The goal of this article is to give more clarity to the theorem and show pros and cons of ACID and BASE models that might stand in the way of implementing distributed systems.
What is CAP about?
The (CAP) theorem (Consistency, Availability and Partitioning tolerance) was given by Eric Brewer, a professor at the University of California, Berkeley and one of the founders of Google, in 2001 in the keynote of Principles of Distributed Computing.
The theorem states:
Though its desirable to have Consistency, High-Availability and Partition-tolerance in every system, unfortunately no system can achieve all three at the same time.
In other words a system can have at most two of three desirable properties at the same time in presence of errors.
Let’s first give definitions to these 3 terms:
Consistency: A service that is consistent should follow the rule of ordering for updates that spread across all replicas in a cluster – “what you write is what you read”, regardless of location. For example, Client A writes 1 then 2 to location X, Client B cannot read 2 followed by 1. This rule has another name “Strong consistency”.
Availability: A service should be available. There should be a guarantee that every request receives a response about whether it was successful or failed. If the system is not available it can be still consistent. However, consistency and availability cannot be achieved at the same time. This means that one has two choices on what to leave. Relaxing consistency will allow the system to remain highly available under the partitioning conditions (see next definition) and strong consistency means that under certain conditions the system will not be available.
Partition tolerance: The system continues to operate despite arbitrary message loss or failure of part of the system. A simple example, when we have a cluster of N replicated nodes and for some reason a network is unavailable among some number of nodes (e.g. a network cable got chopped). This leads to inability to synchronize data. Thus, only some part of the system doesn’t work, the other one does. If you have a partition in your network, you lose either consistency (because you allow updates to both sides of the partition) or you lose availability (because you detect the error and shut down the system until the error condition is resolved).
There are lots of articles about this theorem these days around but not many of them reveal real meaning behind this, neither CAP theorem talks about the normal operation of a distributed system when there are no errors. A simple meaning of this theorem is “It is impossible for a protocol to guarantee both consistency and availability in a partition prone distributed system”. This was mentioned above in examples.
Most of the NoSQL database system architectures favour one factor over the other:
- BigTable, used by Google App engine, and HBase, which runs over Hadoop, claim to be strongly consistent within a data-center and highly available meaning there’s an eventual consistency between data-centers. Updates are propagated to all replicas asynchronously.
- Google Spanner, a new globally-distributed, and synchronously-replicated database – the successor to BigTable. Updates are propagated to all replicas synchronously. Google Spanner supports strong consistency even in the the presence of wide-area replication unlike BigTable which can only support eventual-consistent (see below for definitions) replication across data-centers.

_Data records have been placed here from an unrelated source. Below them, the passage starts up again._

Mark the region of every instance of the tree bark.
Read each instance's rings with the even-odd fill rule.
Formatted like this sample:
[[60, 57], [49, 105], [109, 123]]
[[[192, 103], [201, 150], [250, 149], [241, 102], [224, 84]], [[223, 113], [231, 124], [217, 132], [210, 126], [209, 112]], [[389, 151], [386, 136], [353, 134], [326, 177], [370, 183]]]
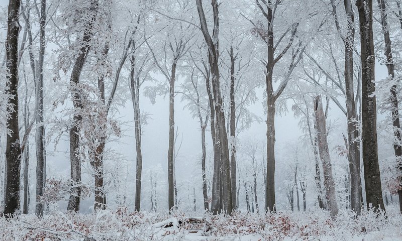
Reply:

- Amazon’s Dynamo, Cassandra and Riak instead sacrifice consistency in favor of availability and partition tolerance. They achieve a weaker form of consistency known as eventual consistency – updates are propagated to all replicas asynchronously, without guarantees on the order of updates across replicas and when they will be applied.
- Oracle NoSQL allows to choose a consistency policy which might affect performance depending on a level selected.
- Apache Cassandra is similar to BigTable, but it has a tunable consistency model.
Let’s recall in brief what ACID (Atomicity, Consistency, Isolation and Durability) means in traditional RDBMS community before moving to the next topic.
ACID transactions provide 4 properties which must be guaranteed:
Atomicity: All of the operations in the transaction will complete, or none will. If one part of the transaction fails, the entire transaction fails.
Consistency: The database will be in a consistent state when the transaction begins and ends. This property ensures that any transaction will bring the database from one valid state to another. In high availability environment this rule must be satisfied for all nodes in a cluster.
Isolation: The transaction will behave as if it is the only operation being performed upon the database. Each transaction has to execute in total isolation from the rest.
Durability: Upon completion of the transaction, the operation will not be reversed.
ACID is guaranteed by A Two-phase commit – a distributed algorithm that ensures this across multiple database instances when performing transaction.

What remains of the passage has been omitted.